O problema do argumento enunciada por Carmo Afonso começa no baralhar dos contextos: subsiste uma diferença inultrapassável entre resistir a leis persecutórias de regimes autoritários (que sufocam liberdades e afastam cidadãos da decisão política) e atacar um ministro de uma democracia liberal, eleito pela maioria dos votos, num regime onde existem canais próprios para dar voz aos cidadãos (e, portanto, dispensar o recurso à violência). A legitimação da violência não tem espaço numa democracia liberal, onde as instituições existem precisamente para criar canais de comunicação, de diálogo e de construção conjunta de soluções. Ou seja, nada do que é verdadeiro no argumento de Carmo Afonso se aplica ao episódio dos activistas que agrediram o ministro Duarte Cordeiro. Por mais que alguns sonhem com jacobinismos, não estamos na França de Luís XVI.
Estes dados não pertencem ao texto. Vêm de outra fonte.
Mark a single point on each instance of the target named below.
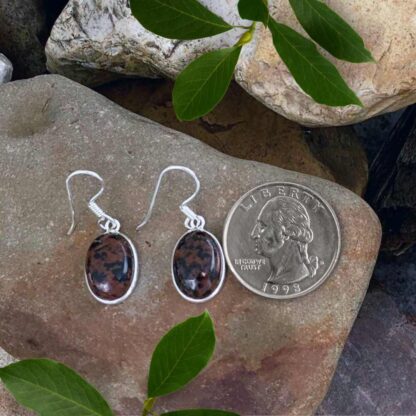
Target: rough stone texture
(6, 69)
(95, 41)
(388, 29)
(242, 127)
(271, 357)
(376, 372)
(391, 191)
(24, 29)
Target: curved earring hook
(111, 224)
(193, 220)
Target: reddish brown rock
(271, 358)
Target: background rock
(288, 349)
(375, 374)
(96, 41)
(388, 29)
(242, 127)
(24, 29)
(6, 69)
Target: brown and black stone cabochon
(110, 266)
(197, 265)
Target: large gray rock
(50, 126)
(95, 41)
(6, 69)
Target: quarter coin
(281, 240)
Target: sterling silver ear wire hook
(192, 221)
(105, 221)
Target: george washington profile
(282, 233)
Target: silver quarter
(281, 240)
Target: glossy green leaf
(254, 10)
(199, 412)
(51, 389)
(332, 32)
(315, 74)
(204, 82)
(178, 19)
(181, 355)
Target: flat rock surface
(95, 41)
(272, 357)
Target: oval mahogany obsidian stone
(197, 265)
(109, 266)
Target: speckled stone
(271, 357)
(197, 265)
(109, 267)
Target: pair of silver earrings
(112, 264)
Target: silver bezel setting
(319, 282)
(222, 273)
(134, 280)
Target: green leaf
(178, 19)
(332, 32)
(51, 389)
(181, 355)
(254, 10)
(199, 412)
(315, 74)
(204, 82)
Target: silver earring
(111, 267)
(198, 263)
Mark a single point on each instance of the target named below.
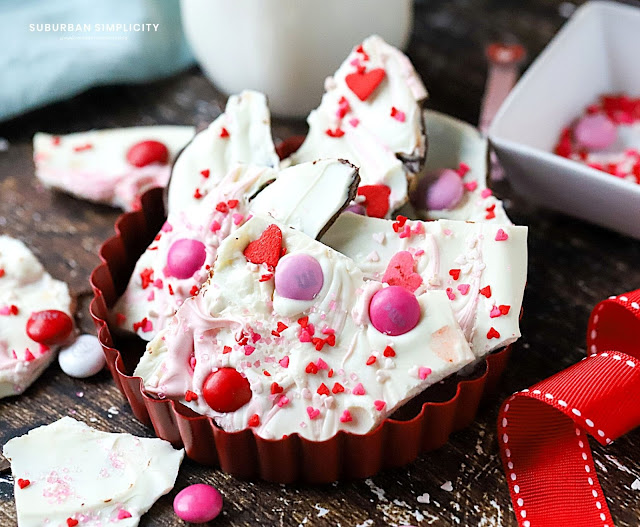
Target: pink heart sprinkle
(237, 218)
(358, 389)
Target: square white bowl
(596, 52)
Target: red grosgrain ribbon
(543, 431)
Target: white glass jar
(286, 48)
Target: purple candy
(185, 258)
(394, 310)
(299, 277)
(595, 132)
(445, 192)
(356, 208)
(198, 503)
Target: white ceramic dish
(596, 52)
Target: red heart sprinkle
(50, 327)
(486, 291)
(376, 199)
(400, 272)
(147, 152)
(226, 390)
(265, 249)
(364, 83)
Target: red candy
(146, 152)
(364, 83)
(226, 390)
(267, 248)
(50, 327)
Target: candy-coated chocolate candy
(50, 327)
(299, 277)
(595, 132)
(83, 358)
(394, 310)
(198, 503)
(440, 191)
(356, 208)
(146, 152)
(185, 257)
(226, 390)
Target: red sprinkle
(146, 275)
(486, 291)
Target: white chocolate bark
(96, 478)
(93, 165)
(25, 287)
(242, 134)
(372, 137)
(154, 294)
(354, 386)
(452, 142)
(439, 249)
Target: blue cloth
(40, 67)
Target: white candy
(83, 358)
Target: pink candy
(394, 311)
(595, 132)
(198, 503)
(440, 191)
(299, 277)
(185, 258)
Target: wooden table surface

O maior problema do argumento de Carmo Afonso surge logo de seguida (e consta acima na primeira citação): a associação da legitimidade da violência à convicção sobre se se tem razão ou não. É um critério que equivale à ausência de critério: quem exerce violência política está sempre convencido da bondade das suas razões. À falta de um juiz de moral política, isto torna-se válido para os activistas que agrediram o ministro, como o é para o grupo que interrompeu o lançamento de um livro com o qual discordava. Tal como o é, por exemplo, para os manifestantes que nos EUA invadiram o Capitólio, em Janeiro de 2021 — todos acreditavam que, com aquele acto violento, estariam a defender a democracia americana. No limite, até os apoiantes dos regimes mais sanguinários enquadram a sua violência política num entendimento perverso sobre o que melhor serve o Bem Comum. Numa democracia, onde reina o confronto de ideias, “ter razão” não é um critério que queiramos aplicar ao exercício da violência.
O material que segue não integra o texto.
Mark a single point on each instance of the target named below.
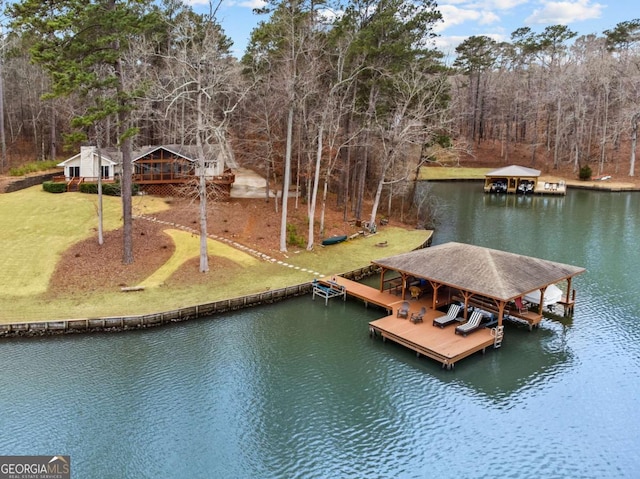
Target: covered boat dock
(519, 179)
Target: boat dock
(440, 344)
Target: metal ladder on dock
(498, 334)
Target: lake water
(299, 390)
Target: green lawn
(36, 227)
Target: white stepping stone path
(232, 243)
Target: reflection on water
(298, 389)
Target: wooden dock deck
(366, 293)
(441, 344)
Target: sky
(464, 18)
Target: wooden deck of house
(441, 344)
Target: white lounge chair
(448, 318)
(471, 325)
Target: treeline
(570, 100)
(351, 103)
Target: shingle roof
(513, 170)
(488, 272)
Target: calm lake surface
(299, 390)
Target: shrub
(585, 173)
(293, 238)
(54, 187)
(108, 189)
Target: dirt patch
(90, 267)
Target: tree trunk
(634, 144)
(127, 217)
(287, 180)
(314, 193)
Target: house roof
(109, 156)
(188, 152)
(492, 273)
(514, 170)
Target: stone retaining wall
(127, 323)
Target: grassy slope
(33, 240)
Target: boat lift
(328, 290)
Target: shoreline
(113, 324)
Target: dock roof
(491, 273)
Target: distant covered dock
(519, 179)
(491, 281)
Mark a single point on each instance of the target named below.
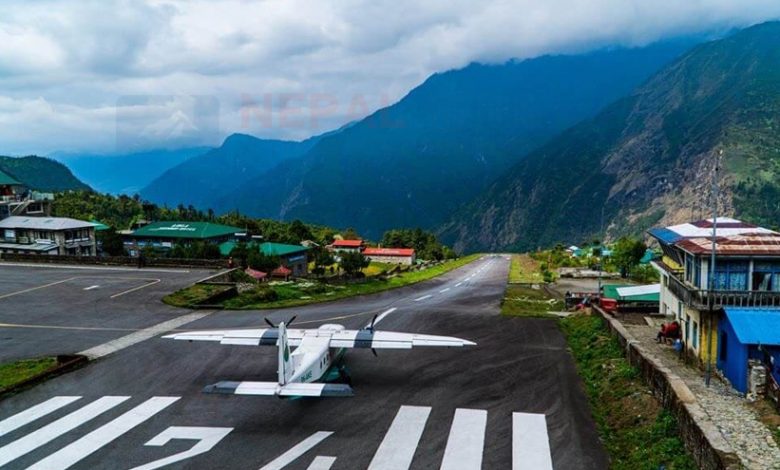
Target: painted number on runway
(463, 451)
É claro que quem argumenta como Carmo Afonso não pretende legitimar toda a violência — apenas aquela que serve as razões políticas com que concorda e considera bondosas. O ponto é que, ao introduzir o critério «ter razão legitima o exercício de violência», está-se a abrir dois precedentes extremamente perigosos: a pretender arbitrar o que é ter ou não razão (passando por cima dos instrumentos democráticos) e a autorizar que qualquer acção violenta seja legitimada pela força das convicções dos seus autores. Por mais que seja apresentado doutra forma, o raciocínio de Carmo Afonso é intrinsecamente anti-democrático.
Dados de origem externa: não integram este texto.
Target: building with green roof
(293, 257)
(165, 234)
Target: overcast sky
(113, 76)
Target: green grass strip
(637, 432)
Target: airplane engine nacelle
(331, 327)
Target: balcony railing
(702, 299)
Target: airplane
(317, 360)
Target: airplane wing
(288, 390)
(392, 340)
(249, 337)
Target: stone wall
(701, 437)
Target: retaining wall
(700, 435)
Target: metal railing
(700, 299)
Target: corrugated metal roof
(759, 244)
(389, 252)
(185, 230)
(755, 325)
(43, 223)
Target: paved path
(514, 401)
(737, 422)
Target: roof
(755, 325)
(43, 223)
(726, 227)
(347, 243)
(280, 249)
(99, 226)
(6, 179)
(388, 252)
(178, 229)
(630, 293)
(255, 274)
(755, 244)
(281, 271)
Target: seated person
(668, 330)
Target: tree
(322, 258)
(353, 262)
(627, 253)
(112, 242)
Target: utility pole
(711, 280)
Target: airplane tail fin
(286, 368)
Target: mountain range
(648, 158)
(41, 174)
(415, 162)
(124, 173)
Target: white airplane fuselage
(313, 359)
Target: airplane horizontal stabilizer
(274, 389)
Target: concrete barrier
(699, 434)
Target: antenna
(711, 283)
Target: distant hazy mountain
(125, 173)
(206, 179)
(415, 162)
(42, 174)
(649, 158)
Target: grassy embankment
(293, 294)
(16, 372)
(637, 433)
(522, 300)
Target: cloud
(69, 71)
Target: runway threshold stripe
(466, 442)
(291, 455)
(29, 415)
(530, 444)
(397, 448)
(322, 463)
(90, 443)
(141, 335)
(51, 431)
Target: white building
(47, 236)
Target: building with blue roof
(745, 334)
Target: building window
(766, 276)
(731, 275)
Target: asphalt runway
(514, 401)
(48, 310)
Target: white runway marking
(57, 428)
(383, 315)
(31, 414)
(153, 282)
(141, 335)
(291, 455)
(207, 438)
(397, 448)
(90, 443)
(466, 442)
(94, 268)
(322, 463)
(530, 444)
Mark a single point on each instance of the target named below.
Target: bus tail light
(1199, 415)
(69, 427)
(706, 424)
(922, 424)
Há meros 10 anos, creio que seria evidente o quanto estas formas violentas de manifestação representam uma ameaça à coesão social nas sociedades ocidentais. Hoje, não o é de todo. As democracias caíram na ratoeira de elevar as diferenças (geracionais, étnicas, sexuais, identitárias, ideológicas) não em nome da saudável união na diversidade, mas em nome de uma fragmentação tribal de grupos que lutam entre si para exercer domínio sobre os outros. A defesa da legitimidade da violência é apenas um passo natural nesta caminhada de erosão dos regimes democráticos, onde o pluralismo vai sendo substituído pela intimidação e onde as minorias ambicionam impor a sua “razão” pela força. Diz que é tudo em defesa bem-intencionada do futuro — e há alguém que seja contra o futuro? Que haja tantos a acreditar na armadilha mostra bem o quão em risco esse futuro está.